Cuentan los ancianos que hace algún tiempo, una mujer lloraba el luto de su esposo cuando había luna llena. Pero no lo lloraba en la tierra. Lo lloraba en la luna llena.
Dicen que se vestía con las ropas doradas de su difunto y cada lágrima derramada era, por obvias razones, una gota de dolor. A medida que lloraba y lloraba, La viuda dorada iba perdiendo sus fuerzas hasta convertirse, por obvias razones, en una viuda amarillamente tráslucida.
Pero las cosas tenían que cambiar.
Ella, como toda mujer, no quería seguir llorando por una pena de amor, así que decidió hacer una pintura de su difunto esposo. Entonces, en las noches de luna llena, la viuda contemplaba el rostro de su eterno amor, amor que ya se le estaba olvidando, amor que ya no le inspiraba nada.
Pero cierta noche, la viuda de la luna miró a sus pies y vió, en un planeta azul, que habían muchos hombres de todos los colores, olores y sabores. También vió que, por obvias razones, eran muy felices y eso era lo que a ella le faltaba: felicidad.

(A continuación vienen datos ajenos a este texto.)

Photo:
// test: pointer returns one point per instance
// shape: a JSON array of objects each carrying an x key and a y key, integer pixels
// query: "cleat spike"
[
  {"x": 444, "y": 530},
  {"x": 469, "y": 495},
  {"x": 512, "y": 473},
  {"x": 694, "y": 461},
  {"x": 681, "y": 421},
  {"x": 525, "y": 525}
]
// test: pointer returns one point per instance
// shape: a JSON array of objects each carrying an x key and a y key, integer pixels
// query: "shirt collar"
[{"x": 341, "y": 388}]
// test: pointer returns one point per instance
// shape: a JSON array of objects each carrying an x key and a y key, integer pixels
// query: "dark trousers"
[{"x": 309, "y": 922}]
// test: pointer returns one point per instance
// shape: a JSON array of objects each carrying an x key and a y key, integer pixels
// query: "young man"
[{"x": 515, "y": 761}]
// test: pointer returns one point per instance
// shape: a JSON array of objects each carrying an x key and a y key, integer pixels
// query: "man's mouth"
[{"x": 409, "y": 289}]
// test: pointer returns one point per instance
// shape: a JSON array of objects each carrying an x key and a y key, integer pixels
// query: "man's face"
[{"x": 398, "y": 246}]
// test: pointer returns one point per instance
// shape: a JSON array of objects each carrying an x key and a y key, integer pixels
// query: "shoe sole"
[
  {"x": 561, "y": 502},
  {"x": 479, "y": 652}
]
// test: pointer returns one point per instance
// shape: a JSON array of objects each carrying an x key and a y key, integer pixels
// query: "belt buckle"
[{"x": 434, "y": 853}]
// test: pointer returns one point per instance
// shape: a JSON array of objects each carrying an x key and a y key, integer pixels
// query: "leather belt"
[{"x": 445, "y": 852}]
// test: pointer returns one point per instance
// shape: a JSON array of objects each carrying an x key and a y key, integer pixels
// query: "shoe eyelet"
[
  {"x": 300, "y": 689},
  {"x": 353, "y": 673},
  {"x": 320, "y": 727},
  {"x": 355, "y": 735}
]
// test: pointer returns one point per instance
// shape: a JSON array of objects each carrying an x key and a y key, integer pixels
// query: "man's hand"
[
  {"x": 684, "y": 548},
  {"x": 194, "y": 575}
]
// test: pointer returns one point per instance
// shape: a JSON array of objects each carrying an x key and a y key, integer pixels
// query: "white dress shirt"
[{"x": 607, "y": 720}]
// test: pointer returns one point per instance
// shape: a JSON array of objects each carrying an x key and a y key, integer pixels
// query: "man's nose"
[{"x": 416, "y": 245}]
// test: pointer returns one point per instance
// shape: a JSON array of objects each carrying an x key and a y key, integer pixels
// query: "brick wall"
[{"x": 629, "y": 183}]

Como una buena mujer despechada, se fue de pachanga a todos los bares de la ciudad. A cuanto iba, bebía y ellos, comían. Los ropajes de la viuda se fueron tornando negros. Iba perdiendo su belleza, y cuando ella cayó en la cuenta se le olvidó quien era.
El lugar de la viuda no era la tierra sino la luna, y cuando regresó y contempló la pintura de su difunto esposo su interior empezó a regurgitar. Sentía una mezcla de sentimientos que se aglomeraban en su abdomen, con cerveza, whisky, enchilada... sentía que iba a explotar, sentía que todo eso debía salir y mirando fijamente la pintura, el odio y el amor se plasmaron sobre ella: vomitada en pasiones, odios y penas.
La pintura se fue escurriendo en el lienzo hasta desaparecer completamente. De nuevo la tristeza le embargó el corazón...
Por eso, en las noches de luna nueva, la luna no sale a pasearse en el firmamento porque su viuda está de parranda en la tierra, ahogando sus penas en el licor nocturno de los bares terrenales.